Wie bitte? Das Kapitel ist lang geworden? Richtig. Und so lange Kapitel sind nichts für die Lektüre in der Straßenbahn oder im Kaffeehaus? Nochmals richtig. Ich selbst ziehe ja kürzere Kapitel vor. Was es mit dem Wort Schmäh auf sich hat, steht daher erst im nächsten.

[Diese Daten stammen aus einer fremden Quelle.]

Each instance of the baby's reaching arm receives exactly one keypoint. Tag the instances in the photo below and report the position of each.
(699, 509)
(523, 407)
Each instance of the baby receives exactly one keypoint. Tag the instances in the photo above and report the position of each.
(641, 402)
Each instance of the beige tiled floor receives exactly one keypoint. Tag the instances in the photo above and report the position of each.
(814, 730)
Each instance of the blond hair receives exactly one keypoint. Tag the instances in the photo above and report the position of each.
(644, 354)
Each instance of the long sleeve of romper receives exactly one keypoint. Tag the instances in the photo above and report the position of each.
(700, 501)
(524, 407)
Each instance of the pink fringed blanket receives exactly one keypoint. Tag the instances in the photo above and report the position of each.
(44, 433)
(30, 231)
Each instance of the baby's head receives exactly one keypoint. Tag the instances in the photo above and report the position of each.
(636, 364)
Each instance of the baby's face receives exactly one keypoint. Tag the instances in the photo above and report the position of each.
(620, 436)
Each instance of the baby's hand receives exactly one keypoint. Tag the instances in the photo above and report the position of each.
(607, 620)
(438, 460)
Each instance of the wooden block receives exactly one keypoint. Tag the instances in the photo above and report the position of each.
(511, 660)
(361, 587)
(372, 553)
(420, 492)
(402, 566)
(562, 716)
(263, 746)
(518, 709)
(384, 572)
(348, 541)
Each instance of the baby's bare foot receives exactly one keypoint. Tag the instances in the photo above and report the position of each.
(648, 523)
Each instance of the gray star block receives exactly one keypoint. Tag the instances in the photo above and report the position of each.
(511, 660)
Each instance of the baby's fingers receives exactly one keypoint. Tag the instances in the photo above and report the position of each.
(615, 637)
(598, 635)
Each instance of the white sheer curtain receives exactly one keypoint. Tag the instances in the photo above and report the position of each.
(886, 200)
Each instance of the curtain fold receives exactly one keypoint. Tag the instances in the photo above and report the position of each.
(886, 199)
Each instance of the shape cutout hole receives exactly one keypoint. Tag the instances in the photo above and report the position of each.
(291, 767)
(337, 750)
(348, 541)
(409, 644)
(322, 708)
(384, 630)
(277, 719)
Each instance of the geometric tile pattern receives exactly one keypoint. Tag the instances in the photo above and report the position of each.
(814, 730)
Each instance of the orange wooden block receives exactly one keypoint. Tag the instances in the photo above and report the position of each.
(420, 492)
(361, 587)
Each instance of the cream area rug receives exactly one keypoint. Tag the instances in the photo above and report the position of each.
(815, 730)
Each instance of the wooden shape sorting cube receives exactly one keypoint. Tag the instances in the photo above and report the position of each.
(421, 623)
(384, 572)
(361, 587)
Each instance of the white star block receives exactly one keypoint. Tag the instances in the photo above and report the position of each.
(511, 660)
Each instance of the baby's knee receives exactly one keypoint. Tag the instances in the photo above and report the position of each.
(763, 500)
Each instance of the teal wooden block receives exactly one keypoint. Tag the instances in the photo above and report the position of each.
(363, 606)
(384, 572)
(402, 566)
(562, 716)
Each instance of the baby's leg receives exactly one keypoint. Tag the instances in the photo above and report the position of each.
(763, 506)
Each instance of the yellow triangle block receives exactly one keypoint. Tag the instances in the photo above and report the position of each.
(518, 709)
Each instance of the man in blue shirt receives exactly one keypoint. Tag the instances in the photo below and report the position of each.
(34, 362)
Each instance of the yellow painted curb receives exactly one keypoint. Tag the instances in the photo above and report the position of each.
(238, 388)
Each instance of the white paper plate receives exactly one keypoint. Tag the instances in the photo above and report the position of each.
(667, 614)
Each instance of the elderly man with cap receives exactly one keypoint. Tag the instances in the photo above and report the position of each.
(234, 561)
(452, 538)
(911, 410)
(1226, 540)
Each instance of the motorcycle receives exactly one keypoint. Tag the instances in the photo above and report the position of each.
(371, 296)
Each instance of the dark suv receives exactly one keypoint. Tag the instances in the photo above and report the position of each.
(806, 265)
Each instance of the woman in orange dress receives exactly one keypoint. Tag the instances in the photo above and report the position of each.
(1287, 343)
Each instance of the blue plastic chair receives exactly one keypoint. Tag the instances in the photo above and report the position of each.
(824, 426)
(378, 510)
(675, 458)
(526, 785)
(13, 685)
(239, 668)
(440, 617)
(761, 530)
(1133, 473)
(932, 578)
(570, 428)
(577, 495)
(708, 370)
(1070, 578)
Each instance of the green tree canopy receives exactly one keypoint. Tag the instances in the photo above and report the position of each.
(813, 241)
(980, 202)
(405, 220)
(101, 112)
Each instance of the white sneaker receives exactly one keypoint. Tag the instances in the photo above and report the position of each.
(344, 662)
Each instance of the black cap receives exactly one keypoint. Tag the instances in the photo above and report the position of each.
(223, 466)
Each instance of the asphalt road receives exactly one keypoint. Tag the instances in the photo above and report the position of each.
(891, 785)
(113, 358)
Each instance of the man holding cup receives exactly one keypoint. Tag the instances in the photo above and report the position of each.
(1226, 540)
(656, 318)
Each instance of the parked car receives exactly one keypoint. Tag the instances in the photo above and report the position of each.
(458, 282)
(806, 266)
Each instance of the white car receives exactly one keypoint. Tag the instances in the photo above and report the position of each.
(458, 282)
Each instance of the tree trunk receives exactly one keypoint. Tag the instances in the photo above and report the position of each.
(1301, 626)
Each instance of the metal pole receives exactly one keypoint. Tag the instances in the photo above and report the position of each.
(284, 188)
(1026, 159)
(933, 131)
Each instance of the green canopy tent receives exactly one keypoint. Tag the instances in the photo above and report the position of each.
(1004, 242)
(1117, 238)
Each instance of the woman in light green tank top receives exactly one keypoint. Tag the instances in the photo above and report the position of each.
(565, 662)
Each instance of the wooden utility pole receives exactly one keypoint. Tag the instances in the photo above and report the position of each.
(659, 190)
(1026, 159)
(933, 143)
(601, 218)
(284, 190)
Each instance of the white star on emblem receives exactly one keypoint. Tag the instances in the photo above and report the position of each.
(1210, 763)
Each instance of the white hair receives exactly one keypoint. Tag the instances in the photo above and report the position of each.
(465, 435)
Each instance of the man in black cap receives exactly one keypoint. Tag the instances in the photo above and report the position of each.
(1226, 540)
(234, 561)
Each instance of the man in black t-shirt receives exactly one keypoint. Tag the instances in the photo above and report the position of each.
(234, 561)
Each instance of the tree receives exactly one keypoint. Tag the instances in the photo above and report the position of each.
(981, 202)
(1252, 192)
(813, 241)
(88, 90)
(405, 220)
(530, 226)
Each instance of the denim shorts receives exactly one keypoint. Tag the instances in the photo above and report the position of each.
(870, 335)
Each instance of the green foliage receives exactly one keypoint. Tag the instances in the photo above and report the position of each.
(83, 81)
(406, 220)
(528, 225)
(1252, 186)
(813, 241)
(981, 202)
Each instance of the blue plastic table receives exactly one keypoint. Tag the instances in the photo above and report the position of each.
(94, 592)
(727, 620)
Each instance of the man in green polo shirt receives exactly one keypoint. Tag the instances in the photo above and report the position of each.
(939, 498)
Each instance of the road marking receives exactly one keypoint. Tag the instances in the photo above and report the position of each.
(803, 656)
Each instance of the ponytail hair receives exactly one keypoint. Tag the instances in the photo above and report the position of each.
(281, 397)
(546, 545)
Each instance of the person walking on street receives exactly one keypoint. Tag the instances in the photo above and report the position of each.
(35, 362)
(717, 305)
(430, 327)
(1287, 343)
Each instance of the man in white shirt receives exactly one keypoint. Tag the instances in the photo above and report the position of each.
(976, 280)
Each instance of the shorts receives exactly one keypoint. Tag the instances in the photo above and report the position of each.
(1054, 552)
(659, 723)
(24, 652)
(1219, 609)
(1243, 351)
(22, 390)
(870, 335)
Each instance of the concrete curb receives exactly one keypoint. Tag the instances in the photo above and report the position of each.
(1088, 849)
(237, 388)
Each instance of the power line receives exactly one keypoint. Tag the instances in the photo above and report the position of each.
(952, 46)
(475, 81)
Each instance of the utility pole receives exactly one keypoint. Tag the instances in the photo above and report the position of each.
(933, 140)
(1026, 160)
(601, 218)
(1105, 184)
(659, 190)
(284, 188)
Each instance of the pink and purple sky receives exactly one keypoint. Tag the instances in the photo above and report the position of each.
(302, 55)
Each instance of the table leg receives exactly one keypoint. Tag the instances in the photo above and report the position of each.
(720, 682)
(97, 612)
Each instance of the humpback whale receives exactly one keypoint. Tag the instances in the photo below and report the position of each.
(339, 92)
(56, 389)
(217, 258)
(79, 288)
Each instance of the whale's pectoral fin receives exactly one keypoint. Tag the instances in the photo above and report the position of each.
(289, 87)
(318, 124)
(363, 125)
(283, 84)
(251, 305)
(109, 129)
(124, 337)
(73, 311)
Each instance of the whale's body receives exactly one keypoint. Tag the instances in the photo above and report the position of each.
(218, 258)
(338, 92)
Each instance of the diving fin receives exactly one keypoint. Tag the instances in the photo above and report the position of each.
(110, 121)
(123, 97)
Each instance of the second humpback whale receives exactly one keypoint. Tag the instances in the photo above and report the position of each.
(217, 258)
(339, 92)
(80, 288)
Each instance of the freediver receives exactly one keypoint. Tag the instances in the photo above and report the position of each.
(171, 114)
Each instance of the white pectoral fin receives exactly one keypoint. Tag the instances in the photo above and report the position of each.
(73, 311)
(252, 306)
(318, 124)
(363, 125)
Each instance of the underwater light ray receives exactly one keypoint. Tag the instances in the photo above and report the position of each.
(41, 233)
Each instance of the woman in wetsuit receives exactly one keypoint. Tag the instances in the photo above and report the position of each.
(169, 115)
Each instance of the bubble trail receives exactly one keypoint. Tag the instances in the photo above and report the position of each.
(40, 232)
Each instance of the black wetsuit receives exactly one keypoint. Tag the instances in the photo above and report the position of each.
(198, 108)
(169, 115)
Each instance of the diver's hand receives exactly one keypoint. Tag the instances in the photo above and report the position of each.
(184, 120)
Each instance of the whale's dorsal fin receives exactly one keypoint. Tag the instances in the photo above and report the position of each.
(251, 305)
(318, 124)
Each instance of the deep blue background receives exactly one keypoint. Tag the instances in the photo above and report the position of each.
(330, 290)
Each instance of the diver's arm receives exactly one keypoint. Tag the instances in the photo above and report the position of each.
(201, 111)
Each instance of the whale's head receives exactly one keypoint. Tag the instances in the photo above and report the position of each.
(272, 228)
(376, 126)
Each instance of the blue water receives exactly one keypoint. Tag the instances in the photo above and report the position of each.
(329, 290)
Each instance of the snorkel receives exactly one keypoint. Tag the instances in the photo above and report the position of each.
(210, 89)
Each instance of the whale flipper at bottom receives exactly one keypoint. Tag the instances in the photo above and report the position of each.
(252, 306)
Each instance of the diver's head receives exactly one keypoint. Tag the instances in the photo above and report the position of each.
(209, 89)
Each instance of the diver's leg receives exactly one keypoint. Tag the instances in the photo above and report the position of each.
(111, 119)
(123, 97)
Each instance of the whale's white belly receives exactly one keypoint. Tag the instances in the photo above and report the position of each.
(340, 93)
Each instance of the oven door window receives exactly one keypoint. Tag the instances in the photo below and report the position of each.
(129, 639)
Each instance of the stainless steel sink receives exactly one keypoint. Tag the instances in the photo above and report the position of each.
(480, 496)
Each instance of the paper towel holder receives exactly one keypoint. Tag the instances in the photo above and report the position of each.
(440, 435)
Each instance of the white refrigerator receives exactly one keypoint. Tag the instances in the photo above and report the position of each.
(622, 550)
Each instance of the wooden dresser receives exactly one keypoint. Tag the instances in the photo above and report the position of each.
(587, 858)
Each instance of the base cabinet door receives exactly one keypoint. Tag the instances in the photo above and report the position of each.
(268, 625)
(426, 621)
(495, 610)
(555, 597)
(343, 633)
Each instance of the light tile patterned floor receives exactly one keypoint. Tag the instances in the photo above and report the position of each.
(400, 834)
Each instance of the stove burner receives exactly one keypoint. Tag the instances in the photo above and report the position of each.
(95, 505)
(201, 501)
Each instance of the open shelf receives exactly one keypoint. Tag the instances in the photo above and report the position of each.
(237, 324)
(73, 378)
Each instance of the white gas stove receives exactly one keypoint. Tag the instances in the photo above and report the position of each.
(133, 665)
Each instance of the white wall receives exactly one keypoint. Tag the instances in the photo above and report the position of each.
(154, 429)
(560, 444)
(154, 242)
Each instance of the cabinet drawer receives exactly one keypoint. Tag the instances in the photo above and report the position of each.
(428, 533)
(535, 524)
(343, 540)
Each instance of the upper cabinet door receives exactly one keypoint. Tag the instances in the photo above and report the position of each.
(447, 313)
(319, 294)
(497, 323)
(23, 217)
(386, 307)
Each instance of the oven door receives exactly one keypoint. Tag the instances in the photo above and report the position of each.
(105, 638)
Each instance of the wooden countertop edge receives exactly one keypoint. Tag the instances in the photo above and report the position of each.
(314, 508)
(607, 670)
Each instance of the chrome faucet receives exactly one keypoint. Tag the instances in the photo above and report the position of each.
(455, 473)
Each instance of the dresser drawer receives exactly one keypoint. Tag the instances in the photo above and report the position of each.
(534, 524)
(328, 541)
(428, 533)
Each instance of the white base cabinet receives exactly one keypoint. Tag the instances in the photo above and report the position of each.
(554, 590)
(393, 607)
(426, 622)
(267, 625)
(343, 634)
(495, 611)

Da fällt mir gerade noch etwas ein – wird nicht lang, ich versprech’s, aber ich muss Ihnen noch etwas über die Frau Barischitz erzählen. Sie, die meine erste Begegnung mit dem Schmäh bewirkte, ist auch die Ursache dafür, dass ich bis heute kein Huhn esse. Der Schmäh kann halt ab und zu nach hinten losgehen. Bis zu jenem Tag meiner ferne zurückliegenden Kindheit habe ich Huhn leidenschaftlich gerne gegessen. An diesem bestimmten Tag ist meine Großmutter mit mir auf den Markt gegangen, um bei Frau Barischitz ein Henderl zu kaufen. Das sollte es, gebraten, als Mittagsessen geben. Meine Großmutter hat wirklich fabelhaft gekocht. Aus purer Vorfreude auf die resche Haut ist mir das Wasser im Mund zusammengelaufen. Meine Großmutter verlangt das Henderl und fragt ganz automatisch: „Is s eh frisch?“ Nun hätte Frau Barischitz einfach antworten können: „Ja.“ Aber eine einfache Ja-Nein-Antwort widerspricht allem, was Schmäh ist. So antwortete Frau Barischitz sozusagen stilecht: „Eh. Heunt’ in da Fruah hot s no Keandln pickt.“ Aus war’s. Nie wieder Huhn. Es war mir egal, ob das Huhn wirklich noch am Morgen Körner aufgepickt hat oder gestern Abend seine Henkersmahlzeit zu sich genommen hatte. Ich war kein völlig naives Kind. Ich meine: Instinktiv war mir durchaus klar, dass Kühe und Schweine das Schnitzelfleisch nicht freiwillig zur Verfügung stellen, und dass Brathühner kein Gemüse aus dem Glashaus sind. Aber die Vorstellung, dieses Tier zu essen, dass sich vor ein paar Stunden noch ein Korn nach dem anderen schmecken ließ und dabei glücklich war: Es war für mich so absolut unerträglich, dass ich nie wieder Huhn gegessen habe. Nicht als Kind – und irgendwie sitzt mir dieser Schock von damals noch immer so sehr in den Knochen, dass ich auch heute kein Huhn esse.
Schmähohne.
INTERMEZZO: IM MODEGESCHÄFT GEGENÜBER
Im kleinen Modegeschäft auf der anderen Seite der Straße, später Nachmittag.
- Griaß Sie, Frau Schuller.
- Griaß Sie, Frau Sladek. San S wieda gsund?
- Danke der Nachfrage, s woa jo nua a Schnupfn.